Une pilule qui permet de combattre sans douleur et sans pitié, tels sont les effets du captagon, la drogue qui fait fureur dans les rangs des combattants djihadistes en Syrie. Au-delà, le trafic de captagon alimente aussi une économie de guerre.

C'est une toute petite pilule blanche, anodine en apparence. Pourtant elle est une part importante de la guerre qui se joue actuellement en Syrie.

Le captagon, aussi connu sous le nom scientifique de Fénétylline chlorhydrate, est un psychostimulant puissant de la famille des amphétamines. Elle est tout simplement devenue la drogue quotidienne des combattants djihadistes.

Rien de très religieux donc dans cette substance créée à l'origine pour soigner les troubles de la concentration et la narcolepsie. Le captagon est interdit dans la plupart des pays, y compris en France, où il est classé comme produit stupéfiant.

La crise syrienne, une guerre sous psychotropes

Mêlé à d’autres drogues, comme du haschich, le captagon est devenu le régime de base des djihadistes sur le front syrien, selon une enquête du Time

Ses effets ? Rien de moins qu'une annihilation totale de la peur, de la douleur, de la faim et de la fatigue mais également de toute empathie. Autre effet avidement recherché par les membres d'Al-Nosra, les soldats de l’Armée syrienne libre (ASL) ou encore par ceux de Daesh : une euphorie intense et des vertus aphrodisiaques et hallucinogènes décuplées. 

Ces soldats hallucinés en deviennent insensibles à toute violence, celle qu'ils infligent comme celles qui leur est infligée. Ainsi les analyses de la bande son des vidéos de Djihadi John, du nom de ce combattant britannique chargé d’exécuter les otages, indiquent qu'il avait agi sous l’effet d'amphétamines. Des témoignages de combattants kurdes recueillis par le Time font aussi état de djihadistes qui ne finissent par succomber qu'au bout de cinq ou six balles pourtant toutes supposées mortelles. 

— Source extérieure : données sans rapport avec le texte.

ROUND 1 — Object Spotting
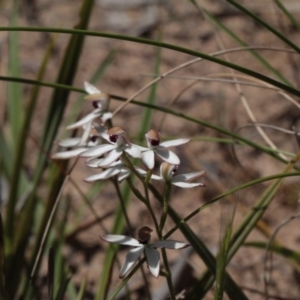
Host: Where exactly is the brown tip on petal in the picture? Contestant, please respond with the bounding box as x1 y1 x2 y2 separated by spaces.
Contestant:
84 93 109 101
146 129 160 141
107 126 125 135
138 226 153 244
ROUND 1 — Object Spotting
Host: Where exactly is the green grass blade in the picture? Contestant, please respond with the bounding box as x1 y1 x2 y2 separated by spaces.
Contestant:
76 277 87 300
149 184 247 300
243 242 300 264
138 30 161 138
47 247 55 300
6 32 55 246
35 0 94 182
226 0 300 53
274 0 300 31
0 213 6 300
0 26 300 97
7 0 24 149
191 0 292 86
96 185 131 300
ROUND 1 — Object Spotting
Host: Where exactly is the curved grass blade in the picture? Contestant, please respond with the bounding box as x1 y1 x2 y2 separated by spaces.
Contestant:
0 27 300 97
6 32 55 248
7 0 24 149
274 0 300 31
226 0 300 53
149 184 248 300
243 241 300 264
191 0 293 86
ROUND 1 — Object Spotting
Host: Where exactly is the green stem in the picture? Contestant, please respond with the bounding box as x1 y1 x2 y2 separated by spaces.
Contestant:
161 248 176 300
159 182 171 235
0 26 300 96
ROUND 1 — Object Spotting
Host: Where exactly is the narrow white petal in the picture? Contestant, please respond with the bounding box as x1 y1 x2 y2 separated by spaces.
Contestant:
150 240 190 249
135 145 149 152
67 112 100 130
125 145 142 158
100 234 141 247
84 81 101 95
142 150 155 170
98 148 123 168
171 181 204 189
85 158 103 168
155 148 180 165
119 247 144 278
159 139 191 147
79 122 92 146
101 112 112 122
172 171 205 182
134 167 147 176
118 167 130 182
58 138 80 148
84 168 120 182
51 148 86 159
151 174 164 181
145 247 159 278
81 144 117 157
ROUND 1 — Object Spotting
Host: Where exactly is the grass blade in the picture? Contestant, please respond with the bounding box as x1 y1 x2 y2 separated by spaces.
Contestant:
7 0 24 149
0 26 300 97
226 0 300 53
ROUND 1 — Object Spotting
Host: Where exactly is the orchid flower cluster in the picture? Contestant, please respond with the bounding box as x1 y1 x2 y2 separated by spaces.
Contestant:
52 82 205 284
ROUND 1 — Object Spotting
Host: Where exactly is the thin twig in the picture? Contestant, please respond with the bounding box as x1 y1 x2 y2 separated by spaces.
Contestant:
263 213 300 300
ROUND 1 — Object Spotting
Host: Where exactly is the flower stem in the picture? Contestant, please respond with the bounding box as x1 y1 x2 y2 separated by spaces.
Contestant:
161 248 176 300
159 182 171 235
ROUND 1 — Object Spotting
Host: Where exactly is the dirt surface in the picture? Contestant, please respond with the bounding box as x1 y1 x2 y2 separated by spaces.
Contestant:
0 0 300 300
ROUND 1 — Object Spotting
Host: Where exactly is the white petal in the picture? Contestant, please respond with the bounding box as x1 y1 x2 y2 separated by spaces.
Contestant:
101 112 112 122
145 247 159 278
118 168 130 182
151 174 164 181
155 148 180 165
135 145 149 152
79 122 92 146
93 123 109 140
67 112 101 130
98 148 123 168
134 167 147 176
58 138 80 147
86 158 103 168
150 240 190 249
51 148 86 159
159 139 191 147
171 171 205 182
84 168 120 182
125 145 142 158
142 150 155 170
171 181 204 189
119 247 144 278
84 81 101 95
81 144 117 157
100 234 141 247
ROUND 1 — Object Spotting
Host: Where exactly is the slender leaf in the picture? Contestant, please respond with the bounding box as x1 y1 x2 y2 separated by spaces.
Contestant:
226 0 300 53
0 26 300 96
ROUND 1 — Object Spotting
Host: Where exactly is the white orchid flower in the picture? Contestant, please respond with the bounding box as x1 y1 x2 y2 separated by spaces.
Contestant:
140 129 190 170
67 81 112 146
151 162 205 188
101 226 190 278
80 126 142 168
51 135 100 159
84 158 147 182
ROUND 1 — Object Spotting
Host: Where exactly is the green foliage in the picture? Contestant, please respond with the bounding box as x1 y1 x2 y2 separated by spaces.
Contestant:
0 0 300 300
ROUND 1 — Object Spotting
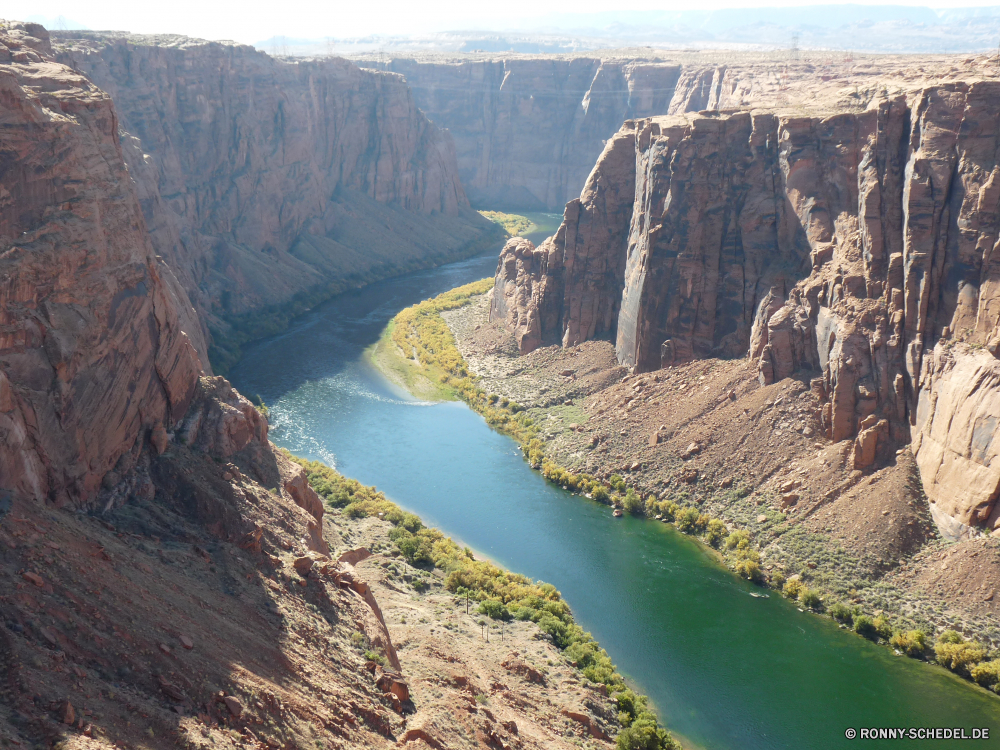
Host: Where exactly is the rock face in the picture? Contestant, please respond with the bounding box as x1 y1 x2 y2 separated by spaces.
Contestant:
494 80 1000 529
54 32 491 366
0 24 201 504
358 56 681 210
357 50 993 211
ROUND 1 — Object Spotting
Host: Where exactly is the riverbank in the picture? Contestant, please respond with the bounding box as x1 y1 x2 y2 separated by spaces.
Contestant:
293 458 677 750
368 286 675 750
444 295 1000 700
372 280 1000 704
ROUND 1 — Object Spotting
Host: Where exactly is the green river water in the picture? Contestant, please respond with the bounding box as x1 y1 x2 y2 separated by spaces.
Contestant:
231 216 1000 750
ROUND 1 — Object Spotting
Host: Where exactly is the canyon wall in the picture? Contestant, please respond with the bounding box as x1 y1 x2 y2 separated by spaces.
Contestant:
492 79 1000 534
357 50 989 211
53 32 495 368
0 23 488 507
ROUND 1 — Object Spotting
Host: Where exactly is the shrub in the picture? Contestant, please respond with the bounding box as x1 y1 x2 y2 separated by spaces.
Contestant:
660 500 680 521
622 487 646 515
477 599 511 620
736 558 764 583
970 659 1000 692
705 518 729 547
830 602 854 627
726 529 750 549
889 630 927 657
799 586 823 609
854 615 892 641
675 508 698 534
934 630 986 675
872 615 892 640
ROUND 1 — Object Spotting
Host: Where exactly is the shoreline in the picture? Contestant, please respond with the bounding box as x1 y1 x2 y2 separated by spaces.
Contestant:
374 280 996 697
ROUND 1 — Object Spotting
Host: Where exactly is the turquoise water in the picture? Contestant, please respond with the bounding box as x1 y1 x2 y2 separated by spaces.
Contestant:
232 239 1000 750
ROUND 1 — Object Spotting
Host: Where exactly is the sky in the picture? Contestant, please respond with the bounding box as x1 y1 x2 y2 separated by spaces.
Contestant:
7 0 1000 44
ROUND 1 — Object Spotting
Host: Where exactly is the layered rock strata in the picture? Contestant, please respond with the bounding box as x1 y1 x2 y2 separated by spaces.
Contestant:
357 49 993 211
50 32 491 364
0 24 202 504
493 80 1000 533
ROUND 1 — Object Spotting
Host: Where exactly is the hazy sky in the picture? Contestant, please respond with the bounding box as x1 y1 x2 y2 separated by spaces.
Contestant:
7 0 998 43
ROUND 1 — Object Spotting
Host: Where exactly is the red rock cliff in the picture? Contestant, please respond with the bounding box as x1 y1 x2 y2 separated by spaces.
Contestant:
493 75 1000 532
0 24 201 504
359 55 681 210
55 32 490 364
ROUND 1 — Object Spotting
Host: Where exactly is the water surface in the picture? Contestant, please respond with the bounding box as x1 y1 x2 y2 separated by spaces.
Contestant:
232 226 1000 750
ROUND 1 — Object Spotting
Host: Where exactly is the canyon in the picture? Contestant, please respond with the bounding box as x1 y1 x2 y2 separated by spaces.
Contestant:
0 22 617 748
0 8 1000 747
491 55 1000 535
52 32 498 369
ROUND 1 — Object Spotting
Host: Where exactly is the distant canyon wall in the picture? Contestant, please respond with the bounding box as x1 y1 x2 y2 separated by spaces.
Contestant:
359 57 681 211
358 51 948 211
492 81 1000 534
0 22 496 515
53 32 490 366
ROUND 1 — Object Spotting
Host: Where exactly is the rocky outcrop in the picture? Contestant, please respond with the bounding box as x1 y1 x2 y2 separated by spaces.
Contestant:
358 56 681 211
494 81 1000 529
0 24 201 505
55 32 492 368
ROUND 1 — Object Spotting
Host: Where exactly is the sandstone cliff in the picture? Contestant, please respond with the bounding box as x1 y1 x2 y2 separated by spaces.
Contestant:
359 56 681 210
358 53 991 211
493 77 1000 533
0 24 201 516
55 32 495 372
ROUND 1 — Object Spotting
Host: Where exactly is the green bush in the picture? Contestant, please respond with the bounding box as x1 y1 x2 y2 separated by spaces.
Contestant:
854 615 892 641
780 580 806 599
736 558 764 583
726 529 750 550
830 602 854 627
477 599 511 620
622 487 646 516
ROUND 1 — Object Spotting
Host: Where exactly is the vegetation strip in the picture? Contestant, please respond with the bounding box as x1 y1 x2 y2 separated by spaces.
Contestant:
286 452 679 750
376 279 1000 694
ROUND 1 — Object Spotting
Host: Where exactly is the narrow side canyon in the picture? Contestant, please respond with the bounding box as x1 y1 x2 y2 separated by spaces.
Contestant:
491 66 1000 536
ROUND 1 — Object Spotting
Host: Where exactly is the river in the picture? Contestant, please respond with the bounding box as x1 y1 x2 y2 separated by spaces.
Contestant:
231 216 1000 750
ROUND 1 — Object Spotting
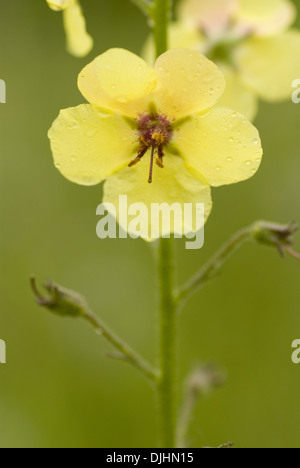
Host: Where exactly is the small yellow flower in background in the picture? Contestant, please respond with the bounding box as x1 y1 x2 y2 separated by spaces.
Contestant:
144 0 300 120
47 0 93 57
49 49 262 237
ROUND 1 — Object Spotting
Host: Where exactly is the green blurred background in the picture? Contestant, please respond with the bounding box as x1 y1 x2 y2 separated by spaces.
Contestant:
0 0 300 448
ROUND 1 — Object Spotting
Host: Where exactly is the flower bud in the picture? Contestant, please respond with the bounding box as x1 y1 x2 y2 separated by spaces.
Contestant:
31 278 88 318
252 221 298 258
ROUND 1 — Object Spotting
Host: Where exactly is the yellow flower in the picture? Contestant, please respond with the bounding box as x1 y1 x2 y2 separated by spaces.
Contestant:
49 49 262 237
144 0 300 120
47 0 93 57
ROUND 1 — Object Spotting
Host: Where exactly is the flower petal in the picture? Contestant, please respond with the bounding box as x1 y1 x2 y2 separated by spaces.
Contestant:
235 30 300 102
63 0 94 57
236 0 296 35
218 66 258 121
49 104 135 185
174 107 262 186
78 49 157 115
46 0 73 11
154 49 225 119
103 155 212 240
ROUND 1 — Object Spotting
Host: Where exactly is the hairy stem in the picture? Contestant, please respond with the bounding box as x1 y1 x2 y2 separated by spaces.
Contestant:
84 311 158 381
158 239 177 448
152 0 172 57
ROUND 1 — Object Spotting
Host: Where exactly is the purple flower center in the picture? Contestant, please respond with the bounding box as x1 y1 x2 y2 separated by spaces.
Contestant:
129 113 173 184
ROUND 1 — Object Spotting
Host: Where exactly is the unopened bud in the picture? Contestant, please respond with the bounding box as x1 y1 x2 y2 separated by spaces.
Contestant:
30 278 88 317
252 221 300 259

Mais cette drogue n'est pas consommée que par les seuls combattants. Les civils syriens, touchés de plein fouet par la guerre, par ses conséquences psychologiques et économiques, y ont également recours.

Le trafic de drogue, l'autre nerf de la guerre

Le trafic de captagon tient également une place non négligeable dans le financement de la guerre en Syrie, selon le dernier rapport de l'Office des Nations Unies contre la drogue et le crime (ONUDC).

Daprès l'organisme onusien, en 2014, plus de 50 millions de pilules auraient été vendues. Ce business très lucratif rapporte, selon ses estimations, 10 à 20 millions de dollars.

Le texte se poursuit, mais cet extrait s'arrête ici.